Sarah Gualtieri is Associate Professor in the Departments of History and American Studies and Ethnicity at the University of Southern California. She is a scholar of the modern Middle East whose work focuses on questions of race, gender, and migration. Her book "Between Arab and White" (University of California Press, 2009) examines the history of Arab racial formation in the United States with a particular focus on the problematic of “whiteness.” Specifically, the work explores how Arabs came to be officially classified as white by the U.S. government, and how different Arab groups interpreted, accepted, or contested this racial classification over the course of the 20th century. Gualtieri is now working on a project entitled "The Lebanese in Los Angeles: Migration and Transnationalism in a Multi-racial Landscape," which has received funding from the American Council of Learned Societies and USC's Advancing Scholarship in the Humanities and Social Sciences Fellowship.
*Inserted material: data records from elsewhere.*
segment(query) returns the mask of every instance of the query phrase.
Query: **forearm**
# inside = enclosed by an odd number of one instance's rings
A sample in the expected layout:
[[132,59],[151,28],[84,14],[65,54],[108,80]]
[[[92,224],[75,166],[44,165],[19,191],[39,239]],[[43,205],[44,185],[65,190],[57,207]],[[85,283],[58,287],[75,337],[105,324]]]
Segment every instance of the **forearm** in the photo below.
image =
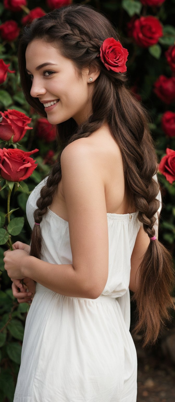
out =
[[92,298],[72,264],[51,264],[29,256],[24,267],[24,275],[61,295]]

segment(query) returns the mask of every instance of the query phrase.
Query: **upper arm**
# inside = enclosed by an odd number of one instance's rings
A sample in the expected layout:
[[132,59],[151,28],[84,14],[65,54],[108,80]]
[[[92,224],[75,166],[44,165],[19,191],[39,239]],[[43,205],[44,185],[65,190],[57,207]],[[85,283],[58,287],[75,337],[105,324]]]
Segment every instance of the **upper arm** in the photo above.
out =
[[[157,175],[153,176],[155,179],[157,180]],[[157,212],[154,215],[156,218],[153,228],[155,230],[155,236],[158,239],[159,220],[160,211],[162,207],[161,193],[159,190],[156,198],[160,201],[160,204]],[[148,235],[145,232],[143,227],[143,224],[141,226],[136,237],[135,244],[131,258],[131,273],[129,289],[133,292],[135,291],[137,287],[138,276],[136,276],[139,267],[141,263],[144,254],[148,247],[150,240]]]
[[107,279],[109,246],[105,185],[91,150],[76,140],[62,151],[61,166],[72,265],[86,297],[95,298]]

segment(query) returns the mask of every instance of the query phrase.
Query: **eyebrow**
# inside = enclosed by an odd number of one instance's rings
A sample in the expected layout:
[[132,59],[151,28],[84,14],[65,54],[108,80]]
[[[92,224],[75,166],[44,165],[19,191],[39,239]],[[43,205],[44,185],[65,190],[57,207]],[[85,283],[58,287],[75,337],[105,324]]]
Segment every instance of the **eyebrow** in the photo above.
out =
[[[54,64],[53,63],[48,63],[46,62],[46,63],[43,63],[42,64],[40,64],[40,66],[38,66],[38,67],[36,67],[35,70],[36,71],[39,71],[39,70],[41,70],[41,68],[42,68],[43,67],[46,67],[46,66],[58,65],[58,64]],[[26,68],[26,71],[28,71],[30,72],[29,70],[28,70],[27,68]]]

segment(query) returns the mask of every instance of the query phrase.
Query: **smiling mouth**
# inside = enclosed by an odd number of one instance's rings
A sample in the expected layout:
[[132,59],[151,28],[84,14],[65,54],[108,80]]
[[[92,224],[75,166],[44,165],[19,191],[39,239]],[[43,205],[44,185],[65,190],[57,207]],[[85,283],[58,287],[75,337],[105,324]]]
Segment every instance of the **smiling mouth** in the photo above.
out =
[[48,102],[47,103],[43,103],[43,105],[44,107],[48,107],[49,106],[51,106],[53,105],[58,103],[59,100],[60,99],[56,99],[56,100],[53,100],[52,102]]

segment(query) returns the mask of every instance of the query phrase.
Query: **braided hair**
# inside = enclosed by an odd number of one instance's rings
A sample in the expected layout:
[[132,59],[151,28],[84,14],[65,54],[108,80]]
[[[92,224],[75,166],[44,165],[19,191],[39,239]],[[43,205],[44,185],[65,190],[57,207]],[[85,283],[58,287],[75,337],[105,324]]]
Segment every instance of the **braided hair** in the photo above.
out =
[[[56,194],[62,178],[63,149],[76,139],[88,137],[107,122],[122,155],[129,199],[138,211],[141,225],[151,237],[155,234],[155,215],[160,207],[156,197],[160,186],[153,178],[158,161],[149,131],[150,117],[129,89],[126,72],[107,70],[97,57],[103,41],[112,37],[119,40],[110,21],[92,6],[82,4],[56,9],[24,28],[18,43],[21,85],[27,102],[40,115],[47,117],[44,105],[30,95],[32,83],[25,72],[25,51],[32,41],[41,39],[59,48],[62,56],[72,61],[80,79],[82,68],[90,65],[97,66],[100,70],[94,82],[92,114],[80,125],[72,118],[56,125],[61,150],[41,189],[34,217],[36,223],[41,222]],[[42,243],[40,226],[34,225],[30,255],[40,258]],[[139,318],[135,332],[145,330],[145,345],[155,341],[165,320],[169,319],[170,308],[174,308],[170,295],[174,281],[171,255],[158,239],[151,241],[139,269],[138,289],[133,297]]]

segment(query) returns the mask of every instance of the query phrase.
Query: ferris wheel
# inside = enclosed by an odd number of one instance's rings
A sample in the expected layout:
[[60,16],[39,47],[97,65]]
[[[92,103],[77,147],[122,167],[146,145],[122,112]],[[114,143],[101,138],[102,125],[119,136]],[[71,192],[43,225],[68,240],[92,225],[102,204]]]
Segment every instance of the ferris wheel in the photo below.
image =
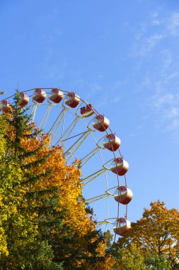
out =
[[[11,109],[13,96],[0,102],[1,112]],[[50,134],[52,146],[62,146],[69,164],[79,159],[83,195],[94,209],[97,223],[104,230],[112,226],[115,239],[122,236],[131,227],[127,205],[133,195],[126,178],[129,164],[109,119],[75,92],[59,88],[21,92],[20,105],[29,106],[33,122]]]

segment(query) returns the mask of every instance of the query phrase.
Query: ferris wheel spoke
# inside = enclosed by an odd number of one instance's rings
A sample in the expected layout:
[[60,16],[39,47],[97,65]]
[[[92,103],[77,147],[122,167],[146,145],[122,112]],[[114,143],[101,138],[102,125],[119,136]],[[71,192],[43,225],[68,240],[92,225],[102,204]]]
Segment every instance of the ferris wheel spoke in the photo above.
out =
[[96,202],[98,200],[100,200],[100,199],[103,199],[104,198],[106,198],[107,196],[108,196],[108,194],[105,193],[104,194],[99,195],[98,196],[96,196],[96,197],[93,197],[93,198],[91,198],[89,199],[86,199],[86,200],[85,200],[85,202],[86,203],[92,203],[92,202]]
[[[63,120],[63,119],[64,118],[65,112],[66,112],[66,108],[64,108],[63,109],[62,109],[62,111],[60,112],[60,113],[59,114],[59,115],[56,118],[54,122],[53,123],[53,124],[52,125],[51,128],[50,129],[50,130],[48,131],[49,134],[53,133],[53,135],[52,136],[52,139],[53,139],[54,137],[55,136],[55,135],[56,135],[56,134],[57,134],[57,132],[59,128],[61,122]],[[54,130],[54,132],[52,132],[53,130]]]
[[60,141],[64,141],[67,139],[68,139],[73,131],[74,127],[76,126],[77,123],[79,122],[79,117],[76,117],[74,120],[72,122],[72,123],[67,128],[64,134],[61,136],[61,137],[58,139],[56,145],[59,144]]
[[37,104],[34,104],[32,108],[32,110],[30,112],[30,115],[32,116],[32,121],[34,122],[36,112],[37,112]]
[[[76,141],[76,142],[74,144],[72,144],[72,146],[71,146],[67,149],[67,151],[66,152],[64,152],[64,156],[67,155],[67,153],[69,153],[69,151],[71,153],[71,156],[73,156],[74,154],[74,153],[79,149],[79,148],[82,145],[82,144],[85,141],[86,139],[90,133],[91,133],[91,131],[87,131],[84,132],[80,136],[80,138],[79,138],[78,140]],[[76,135],[75,136],[78,136],[78,135]],[[70,138],[69,138],[69,139],[70,139]],[[66,140],[67,140],[67,139],[66,139]],[[67,159],[67,161],[69,161],[69,160],[71,158],[71,156],[70,156],[68,159]]]
[[49,118],[49,116],[50,116],[50,112],[51,112],[52,107],[52,104],[50,104],[48,105],[48,107],[47,107],[47,108],[46,109],[46,112],[45,112],[44,116],[43,116],[42,120],[40,121],[40,122],[38,126],[40,128],[41,127],[41,126],[43,125],[43,126],[42,127],[42,129],[44,129],[45,128],[47,122],[48,120],[48,118]]
[[96,177],[100,176],[102,173],[103,173],[105,171],[105,168],[103,168],[98,171],[96,171],[95,173],[91,174],[88,176],[86,176],[86,178],[83,178],[81,180],[81,182],[85,182],[83,183],[83,185],[87,185],[88,183],[96,178]]
[[80,160],[80,166],[83,167],[83,166],[98,151],[100,150],[99,147],[96,147],[93,150],[92,150],[90,153],[88,153],[83,158]]

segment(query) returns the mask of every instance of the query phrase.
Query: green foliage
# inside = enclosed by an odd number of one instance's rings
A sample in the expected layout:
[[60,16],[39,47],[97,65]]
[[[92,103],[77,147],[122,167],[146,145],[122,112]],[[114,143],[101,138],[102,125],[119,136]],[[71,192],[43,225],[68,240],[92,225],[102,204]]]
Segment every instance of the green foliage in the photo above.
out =
[[0,115],[0,270],[110,269],[110,237],[85,210],[76,166],[47,146],[20,102],[17,92]]

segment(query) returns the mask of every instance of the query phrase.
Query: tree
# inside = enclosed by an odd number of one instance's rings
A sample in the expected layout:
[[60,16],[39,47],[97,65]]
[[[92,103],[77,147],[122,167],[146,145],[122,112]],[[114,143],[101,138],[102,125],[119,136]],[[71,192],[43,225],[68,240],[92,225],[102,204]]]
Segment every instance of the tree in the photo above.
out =
[[2,269],[110,269],[106,237],[86,210],[79,161],[67,165],[63,149],[50,148],[50,136],[30,122],[18,92],[14,102],[0,117],[0,211],[9,213],[0,223]]
[[[0,265],[2,269],[62,269],[62,264],[52,261],[53,250],[43,238],[44,232],[47,234],[50,227],[47,222],[55,223],[53,215],[59,206],[58,188],[34,190],[33,184],[50,171],[35,175],[30,170],[45,162],[47,156],[37,158],[44,148],[42,137],[38,139],[41,131],[29,124],[26,109],[19,106],[18,93],[14,102],[11,112],[0,118],[0,225],[6,244]],[[29,151],[23,147],[23,140],[40,140],[41,144]],[[60,217],[59,215],[59,226]]]
[[[179,211],[168,210],[159,200],[150,204],[151,209],[144,209],[143,217],[132,225],[132,229],[118,240],[117,251],[121,261],[135,255],[144,258],[146,269],[179,269]],[[116,247],[113,246],[113,252]],[[125,266],[124,269],[127,269]],[[132,268],[131,268],[132,269]],[[119,268],[120,269],[120,268]]]

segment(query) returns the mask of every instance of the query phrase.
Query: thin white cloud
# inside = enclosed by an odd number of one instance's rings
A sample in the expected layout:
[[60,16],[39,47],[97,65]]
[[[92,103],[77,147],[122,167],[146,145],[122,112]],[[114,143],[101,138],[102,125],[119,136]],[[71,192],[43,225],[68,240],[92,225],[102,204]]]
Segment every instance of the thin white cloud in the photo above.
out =
[[163,38],[162,34],[154,33],[149,38],[142,38],[138,40],[138,42],[132,48],[129,55],[134,58],[146,56]]
[[167,28],[173,36],[179,36],[179,12],[172,13],[168,21]]

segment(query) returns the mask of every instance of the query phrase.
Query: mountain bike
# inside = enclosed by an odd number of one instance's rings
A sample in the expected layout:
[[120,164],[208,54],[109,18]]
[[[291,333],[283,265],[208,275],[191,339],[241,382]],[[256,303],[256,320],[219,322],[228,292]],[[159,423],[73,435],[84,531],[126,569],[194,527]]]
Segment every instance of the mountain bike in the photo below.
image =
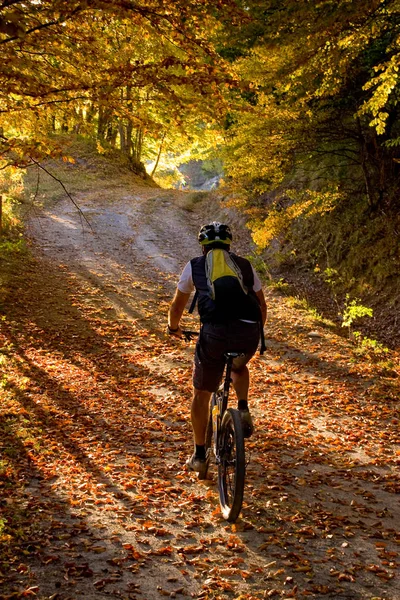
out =
[[[183,332],[191,339],[194,332]],[[240,411],[228,408],[233,360],[241,352],[225,354],[223,381],[210,401],[210,416],[206,433],[207,468],[199,479],[207,479],[208,466],[213,457],[218,468],[218,492],[223,517],[236,521],[243,503],[246,460]]]

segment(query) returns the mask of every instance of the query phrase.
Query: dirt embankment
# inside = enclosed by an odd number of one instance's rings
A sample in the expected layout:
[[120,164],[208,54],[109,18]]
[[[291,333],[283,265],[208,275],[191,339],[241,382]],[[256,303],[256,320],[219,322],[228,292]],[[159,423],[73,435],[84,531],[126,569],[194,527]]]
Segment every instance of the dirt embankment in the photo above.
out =
[[137,186],[106,197],[77,198],[90,227],[67,200],[35,216],[36,258],[11,273],[0,598],[398,600],[397,356],[356,359],[268,293],[228,525],[215,470],[185,470],[193,347],[164,333],[209,209]]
At USC, Prof. Gualtieri teaches undergraduate courses on Women and Revolution in the Middle East, Arabs in America, the Modern Middle East, and a graduate seminar in Critical Studies of Whiteness. She served for two years as Faculty Advisor to the Middle East Studies Program at USC.

 

    Zeina Zaatari, Ph.D.

    Director of Arab American Cultural Center

    University of Illinois at Chicago

 

 

Zeina Zaatari is the director of the Arab American Cultural Center at the University of Illinois at Chicago in Chicago, IL. She is currently working on a book project titled: Interrogating Heteronormativity in Lebanon: Family, Citizenship, and Access to Adulthood.  Previously, she worked as the Regional Director for the MENA Program at Global Fund for Women (2004-2012) where she managed a diverse grantmaking program to support women’s movements. She earned her PhD in Cultural Anthropology with an emphasis in Feminist Theory from the University of California at Davis, with dissertation fieldwork focusing on women’s groups and activists in South Lebanon. She currently serves as Secretary of the Board of the Association for Women’s Rights in Development and is a core group member of the Arab Families Working Group. Her publications include an edited book Telling Our Stories: Women’s Voices of the Middle East and North Africa (2011), and chapters/articles including “Desirable Masculinity/Femininity and Nostalgia of the “Anti-Modernity”: Bab el-Hara Television Series as a Site of Production” in Sexuality and Culture(2014), “Re-Imagining Family, Gender, and Sexuality: Feminist and LGBT Activism in the context of the 2006 Invasion of Lebanon” co-written with Nadine Naber in Journal Cultural Dynamics: Insurgent Scholarship on Culture, Politics, and Power  (2014), “Arab Feminist Awakening: Possibilities and Necessities” in Arab Feminisms: A Critical Perspective (in Arabic 2012, English 2014), “In the Belly of the Beast: Struggling for Non-Violent Belonging” in Arab and Arab American Feminisms (2011), “Women’s Leadership in the MENA,” in Gender and Women’s Leadership (2010), “Production of Knowledge: International Development Agencies” in Encyclopedia of Women and Islamic Cultures(2010), and “The Culture of Motherhood: An Avenue for Women’s Civil Participation” in Journal of Middle East Women’s Studies (2006).  Additionally, she has authored several commissioned research publications including: “Unpacking Gender: The Humanitarian Response to the Syrian Refugee Crisis in Jordan” (2014, Women’s Refugee Commission), and “No Democracy Without Women’s Equality: Middle East and North Africa” (2013, Social Science Research Council, Conflict Prevention and Peace Forum).